Dal terrazzino della villetta che mi aveva come attirato lo sguardo sembrandomi pieno di un’attesa affascinante, non veniva nessun rumore. E non so perché aspettassi ancora, ché niente mi era stato predetto dovesse avvenire di straordinario. Le porte del terrazzino sembravano sospirare, chiedere grazia al loro signore di essere aperte all’aria notturna che spirava dolce e sottile come un frutto appena colto.
Udii un leggerissimo rumore che veniva dall’interno come il frusciare di una veste di seta, come il canto di un’allodola prigioniera, come se fosse caduto il piccolo anello d’oro della fidanzata.
Ero in ansia, e col cuore che batteva forte guardavo, aspettavo.
Quale meraviglia che non conoscevo si nascondeva nella mia città?
Forse una fata?
Ma era possibile se io stesso ero un mago nemico delle fate? Forse una ragazza, quella che adoravo quand’ero ragazzo?
Ma essa stava in una città del mondo, mica in quella del mio sogno.
Il mare sospirava anche lui come per farmi il verso e deridermi Sembrava che dicesse: – Hai creduto di far tutto da solo per vivere calmo, e invece guarda che cosa ti capita: una meraviglia, che non so poi come andrà a finire. E cosi dicendo gettava due o tre ondate contro il piccolo molo, rifugio dei navigli sconosciuti ai naviganti.
Intanto accarezzavo il gatto, e mi accorgevo che le mie mani ruvide erano diventate morbide.
Chi si nascondeva là dietro?
Finalmente la porta si aprì, e una ragazza venne ad appoggiarsi al terrazzino come un’immagine che non si potrà mai cogliere.
Non so se essa mi vedesse, ma io la guardai perché era bella e sconosciuta. Dire i suoi occhi che si scorgevano brillanti e lontani al buio, dire le sue vesti ornate di merletti che mandavano per l’aria un odore conosciuto come quello di certe feste luminose rimaste nei panorami perduti della memoria, dire le sue braccia nude che mi spiegavano il mutamento delle sue mani accarezzando il gatto, dire quella fronte modellata in maniera da far pensare al suono delle campane in un tramonto d’agosto, dire tutto ciò che era quell’apparizione per me in quel momento, in quella mia città che avevo riscaldata col mio soffio di vagante, dirlo insomma in modo appropriato. mi sarebbe stato impossibile.

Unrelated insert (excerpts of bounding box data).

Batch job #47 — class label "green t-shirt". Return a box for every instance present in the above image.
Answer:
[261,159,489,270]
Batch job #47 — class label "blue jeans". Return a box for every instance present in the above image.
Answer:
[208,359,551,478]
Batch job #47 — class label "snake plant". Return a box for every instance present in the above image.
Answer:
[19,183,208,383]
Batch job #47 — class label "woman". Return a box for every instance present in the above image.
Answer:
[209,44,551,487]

Sostai fino a che non giunse l’alba e la ragazza si fu ritirata.
Che dovevo fare?
Il mare sornione non mi parlava, mi aveva già abbandonato. Lei sola era riuscita a fare intera quella conquista, alla quale non ero riuscito se non poco. Il mare era suo. La città non sarebbe stata di altri, dopo la mia fuga che avevo decisa la notte stessa.
Sarei scappato. Non volevo nemmeno tentare la conquista di lei.
In breve sarei diventato uno schiavo e, quel che è peggio, il mare mi avrebbe sempre guardato con sarcasmo quando, la sera nelle mie passeggiate, l’avessi chiamato per conversare un po’ con lui.
Forza divina e maligna dei sogni!
Li avevo costruiti io e adesso erano loro che mi lasciavano andare, anche se non mi scacciavano.
Quell’apparizione al terrazzino era mia, io solo le avevo dato possibilità di farsi quella villetta turchina per la notte. Quell’apparizione era quella ragazza, che senza volerlo mi ero sognata come perfezione.
E oggi, mentre io esiliato allargo gli occhi in una valle immensa, spaventato dal grido notturno delle civette, là assai lontano, nella città del mio sogno c’è una ragazza alla finestra.